Why? Because all that effort spent on making a juicy burger and cooking it to temp. is wasted if it doesn’t rest a few minutes before biting into it. The juices need a chance to redistribute, which will make it juicy all the way to the end. Now am I the consumer expected to let it rest in front of me? No way, if the food is served, it must be time to eat. Because of this fatal flaw, my burger becomes drier the more I eat, and more and more cooked as I near the end, so long medium-rare. But overall it’s good, the fries are right on, salted well and crispy in every way. The service is stellar, but c’mon, we were the only two in there. My biggest problem is with the choice of grilling versus griddling.

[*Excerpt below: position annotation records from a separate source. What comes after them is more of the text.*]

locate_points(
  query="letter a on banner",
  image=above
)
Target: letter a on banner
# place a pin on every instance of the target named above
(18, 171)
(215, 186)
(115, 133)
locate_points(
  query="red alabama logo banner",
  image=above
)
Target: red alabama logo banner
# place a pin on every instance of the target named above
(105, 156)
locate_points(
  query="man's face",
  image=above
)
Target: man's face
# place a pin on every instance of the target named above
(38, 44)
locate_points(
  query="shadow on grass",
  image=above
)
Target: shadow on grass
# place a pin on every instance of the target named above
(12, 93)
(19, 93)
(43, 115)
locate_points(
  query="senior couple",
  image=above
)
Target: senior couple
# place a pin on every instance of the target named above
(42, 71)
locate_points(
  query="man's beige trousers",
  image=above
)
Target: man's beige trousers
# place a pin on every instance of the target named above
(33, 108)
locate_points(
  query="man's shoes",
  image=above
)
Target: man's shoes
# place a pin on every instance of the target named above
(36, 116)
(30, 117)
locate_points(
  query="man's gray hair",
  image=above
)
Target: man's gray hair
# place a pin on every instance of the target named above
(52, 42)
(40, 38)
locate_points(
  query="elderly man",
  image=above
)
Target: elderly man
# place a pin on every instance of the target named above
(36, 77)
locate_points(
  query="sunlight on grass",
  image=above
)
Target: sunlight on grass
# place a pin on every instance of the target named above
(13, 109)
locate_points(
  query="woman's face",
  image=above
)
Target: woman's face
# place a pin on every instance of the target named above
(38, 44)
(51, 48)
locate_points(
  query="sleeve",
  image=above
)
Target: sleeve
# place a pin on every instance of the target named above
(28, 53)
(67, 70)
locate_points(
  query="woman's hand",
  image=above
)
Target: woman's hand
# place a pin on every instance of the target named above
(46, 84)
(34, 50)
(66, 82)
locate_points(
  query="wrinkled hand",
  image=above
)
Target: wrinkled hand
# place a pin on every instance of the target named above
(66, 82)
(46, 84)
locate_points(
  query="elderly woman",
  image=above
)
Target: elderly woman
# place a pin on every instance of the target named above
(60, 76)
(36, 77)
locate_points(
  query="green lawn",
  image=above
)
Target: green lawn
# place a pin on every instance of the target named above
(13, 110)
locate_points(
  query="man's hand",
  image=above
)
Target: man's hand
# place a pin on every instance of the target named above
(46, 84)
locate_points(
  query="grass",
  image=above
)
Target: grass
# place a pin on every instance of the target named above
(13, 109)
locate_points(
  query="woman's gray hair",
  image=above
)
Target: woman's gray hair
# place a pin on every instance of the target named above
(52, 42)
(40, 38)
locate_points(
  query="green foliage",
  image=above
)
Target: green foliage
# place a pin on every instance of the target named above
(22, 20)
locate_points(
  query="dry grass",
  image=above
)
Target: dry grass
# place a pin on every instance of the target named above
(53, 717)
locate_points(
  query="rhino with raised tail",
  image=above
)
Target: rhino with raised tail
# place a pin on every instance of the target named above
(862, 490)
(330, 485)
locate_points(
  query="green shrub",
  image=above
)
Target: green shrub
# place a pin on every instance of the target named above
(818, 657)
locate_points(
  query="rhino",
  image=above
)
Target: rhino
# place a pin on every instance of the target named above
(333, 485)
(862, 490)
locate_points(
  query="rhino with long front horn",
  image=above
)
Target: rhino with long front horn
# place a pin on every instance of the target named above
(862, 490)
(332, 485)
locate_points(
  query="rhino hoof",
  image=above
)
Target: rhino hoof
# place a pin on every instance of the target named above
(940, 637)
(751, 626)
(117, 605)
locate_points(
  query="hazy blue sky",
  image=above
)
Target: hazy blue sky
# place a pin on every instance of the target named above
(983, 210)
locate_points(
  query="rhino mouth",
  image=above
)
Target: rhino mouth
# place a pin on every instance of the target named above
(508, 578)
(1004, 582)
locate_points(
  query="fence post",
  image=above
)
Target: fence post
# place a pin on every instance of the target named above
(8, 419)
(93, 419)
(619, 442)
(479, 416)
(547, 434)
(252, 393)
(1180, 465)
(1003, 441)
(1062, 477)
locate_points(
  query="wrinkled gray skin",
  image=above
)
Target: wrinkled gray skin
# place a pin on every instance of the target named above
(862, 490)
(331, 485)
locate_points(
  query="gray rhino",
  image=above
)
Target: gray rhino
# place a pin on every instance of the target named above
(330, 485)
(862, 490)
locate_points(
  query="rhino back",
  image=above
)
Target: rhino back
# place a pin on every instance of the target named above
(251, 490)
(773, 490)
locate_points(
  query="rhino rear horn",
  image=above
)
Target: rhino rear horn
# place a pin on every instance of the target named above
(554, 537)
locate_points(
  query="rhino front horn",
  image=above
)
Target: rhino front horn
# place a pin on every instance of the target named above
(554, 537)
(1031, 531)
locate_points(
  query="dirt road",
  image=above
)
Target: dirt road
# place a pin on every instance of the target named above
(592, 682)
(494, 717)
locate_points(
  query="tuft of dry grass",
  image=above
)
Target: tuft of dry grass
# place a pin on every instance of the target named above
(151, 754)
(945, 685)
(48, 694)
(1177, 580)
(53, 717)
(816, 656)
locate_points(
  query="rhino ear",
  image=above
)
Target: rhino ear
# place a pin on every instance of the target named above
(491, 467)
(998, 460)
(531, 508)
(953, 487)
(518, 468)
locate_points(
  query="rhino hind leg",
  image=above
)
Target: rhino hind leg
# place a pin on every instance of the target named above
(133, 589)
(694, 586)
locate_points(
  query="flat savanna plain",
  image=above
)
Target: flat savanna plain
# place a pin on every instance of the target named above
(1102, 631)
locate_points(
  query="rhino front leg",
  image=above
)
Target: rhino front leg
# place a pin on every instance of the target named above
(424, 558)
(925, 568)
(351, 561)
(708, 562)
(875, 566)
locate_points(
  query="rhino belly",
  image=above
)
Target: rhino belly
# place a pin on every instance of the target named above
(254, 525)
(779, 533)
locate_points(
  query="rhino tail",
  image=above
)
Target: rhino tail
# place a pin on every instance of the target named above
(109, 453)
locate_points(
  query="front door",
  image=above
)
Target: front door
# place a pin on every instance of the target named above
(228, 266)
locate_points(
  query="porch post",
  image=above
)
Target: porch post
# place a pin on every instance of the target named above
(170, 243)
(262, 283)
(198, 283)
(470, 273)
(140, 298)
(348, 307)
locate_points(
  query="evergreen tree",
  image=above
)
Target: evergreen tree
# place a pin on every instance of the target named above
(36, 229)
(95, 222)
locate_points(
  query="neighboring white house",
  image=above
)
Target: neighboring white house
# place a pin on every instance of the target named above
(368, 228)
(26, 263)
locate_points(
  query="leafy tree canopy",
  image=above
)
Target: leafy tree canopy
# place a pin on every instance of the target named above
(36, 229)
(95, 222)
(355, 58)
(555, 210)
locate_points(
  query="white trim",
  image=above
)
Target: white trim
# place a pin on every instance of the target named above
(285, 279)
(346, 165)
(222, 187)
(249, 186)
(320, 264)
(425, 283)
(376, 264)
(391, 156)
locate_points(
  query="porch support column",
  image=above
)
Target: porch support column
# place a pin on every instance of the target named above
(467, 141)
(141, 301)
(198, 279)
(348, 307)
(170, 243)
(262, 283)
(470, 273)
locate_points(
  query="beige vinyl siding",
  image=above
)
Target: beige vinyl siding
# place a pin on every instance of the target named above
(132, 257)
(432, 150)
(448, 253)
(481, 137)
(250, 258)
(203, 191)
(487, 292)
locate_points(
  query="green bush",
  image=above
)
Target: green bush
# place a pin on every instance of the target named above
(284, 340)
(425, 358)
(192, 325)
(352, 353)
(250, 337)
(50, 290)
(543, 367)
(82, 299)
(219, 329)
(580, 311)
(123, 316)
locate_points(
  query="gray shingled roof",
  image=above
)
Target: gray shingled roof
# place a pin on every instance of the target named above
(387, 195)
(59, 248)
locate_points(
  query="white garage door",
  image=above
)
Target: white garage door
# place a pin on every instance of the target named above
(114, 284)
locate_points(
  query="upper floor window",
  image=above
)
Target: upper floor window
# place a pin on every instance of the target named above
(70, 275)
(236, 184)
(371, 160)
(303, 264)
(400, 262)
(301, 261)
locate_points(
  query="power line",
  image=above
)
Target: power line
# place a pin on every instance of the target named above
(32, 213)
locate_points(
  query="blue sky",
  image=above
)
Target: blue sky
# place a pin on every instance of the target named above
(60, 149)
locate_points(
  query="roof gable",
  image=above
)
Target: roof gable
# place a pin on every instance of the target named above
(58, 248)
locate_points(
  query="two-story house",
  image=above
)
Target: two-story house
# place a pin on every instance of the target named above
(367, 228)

We can go on and on about the pleasures of grilling (a future blog I’m sure), but for me, a burger has to be griddled, because again, all that glorious juice and beef fat will be lost through the grates. Not only that, over-charred in certain spots yields a slightly bitter, and very unpleasant taste, Porter Bellies is no exception.

I know I sound a bit overcritical, as per usual, but it’s just my opinion. This place really wasn’t bad, if you didn’t know any better, you might think its pretty great. Certainly the top tier of what we’ve had so far, aka, not a train wreck, but i think we still have a long way to go.